SRS BÜCHNER: Dazu ist mir nichts bekannt.

ZUSATZFRAGE JUNG: Warum hat er darüber nicht gesprochen?

SRS BÜCHNER: Wenn ich sage, dass mir dazu nichts bekannt ist, kann ich nicht sagen, ob er darüber gesprochen hat oder nicht. Auch die bilateralen Gespräche sind vertrauliche Gespräche, aus denen wir, wie Sie wissen, nicht berichten.

ZUSATZFRAGE JUNG: Ist dem Kanzler der Fall denn ein Anliegen?

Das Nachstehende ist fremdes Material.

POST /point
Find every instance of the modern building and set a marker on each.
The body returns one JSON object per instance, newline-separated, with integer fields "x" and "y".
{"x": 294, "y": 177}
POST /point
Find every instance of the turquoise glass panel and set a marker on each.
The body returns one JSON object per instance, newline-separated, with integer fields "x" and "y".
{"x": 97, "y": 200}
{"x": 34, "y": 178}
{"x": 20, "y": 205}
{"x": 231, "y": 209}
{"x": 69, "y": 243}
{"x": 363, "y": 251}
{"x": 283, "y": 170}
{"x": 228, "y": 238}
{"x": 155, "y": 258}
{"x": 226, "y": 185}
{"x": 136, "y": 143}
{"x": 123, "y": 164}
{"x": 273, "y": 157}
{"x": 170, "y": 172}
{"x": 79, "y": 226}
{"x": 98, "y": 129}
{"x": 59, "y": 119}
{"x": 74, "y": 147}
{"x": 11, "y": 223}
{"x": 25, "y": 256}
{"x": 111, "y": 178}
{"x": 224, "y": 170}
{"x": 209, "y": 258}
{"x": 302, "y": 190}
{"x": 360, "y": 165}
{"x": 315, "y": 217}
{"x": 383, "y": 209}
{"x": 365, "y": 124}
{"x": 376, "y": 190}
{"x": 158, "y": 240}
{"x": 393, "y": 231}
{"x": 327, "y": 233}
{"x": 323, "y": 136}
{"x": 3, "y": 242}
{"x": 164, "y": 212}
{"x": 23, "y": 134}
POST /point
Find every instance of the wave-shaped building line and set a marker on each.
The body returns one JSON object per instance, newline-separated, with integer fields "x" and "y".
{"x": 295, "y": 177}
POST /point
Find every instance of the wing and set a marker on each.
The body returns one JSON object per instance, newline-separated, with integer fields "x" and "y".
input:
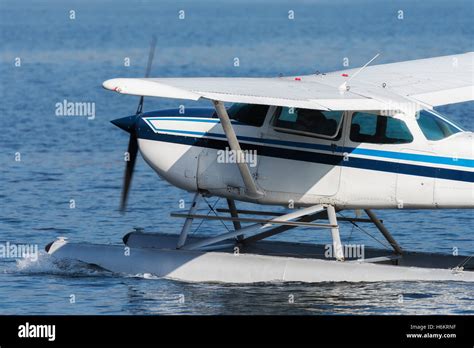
{"x": 432, "y": 81}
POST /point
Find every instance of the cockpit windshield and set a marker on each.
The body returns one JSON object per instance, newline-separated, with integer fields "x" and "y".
{"x": 436, "y": 126}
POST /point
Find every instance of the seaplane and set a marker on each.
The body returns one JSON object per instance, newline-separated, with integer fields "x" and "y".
{"x": 313, "y": 147}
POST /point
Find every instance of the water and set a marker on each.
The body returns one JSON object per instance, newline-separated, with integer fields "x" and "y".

SRS BÜCHNER: Das Spielchen können wir gern weiter fortsetzen. Aber ich werde jetzt nicht mehr sagen als, dass ich nicht weiß, ob der Kanzler darüber gesprochen hat oder nicht.

FRAGE JESSEN: Treffen nach Kenntnis der Bundesregierung Berichte zu, denen zufolge Deutschland in der G7 darauf dränge, den zum Jahresende eigentlich beschlossenen Bann öffentlicher Investitionen in fossile Energieproduktion im Ausland zurückzudrehen, sodass öffentliche Investitionen zur Erkundung und Exploration fossiler Energieträger doch wieder möglich würden? Das wird von verschiedenen Medien berichtet.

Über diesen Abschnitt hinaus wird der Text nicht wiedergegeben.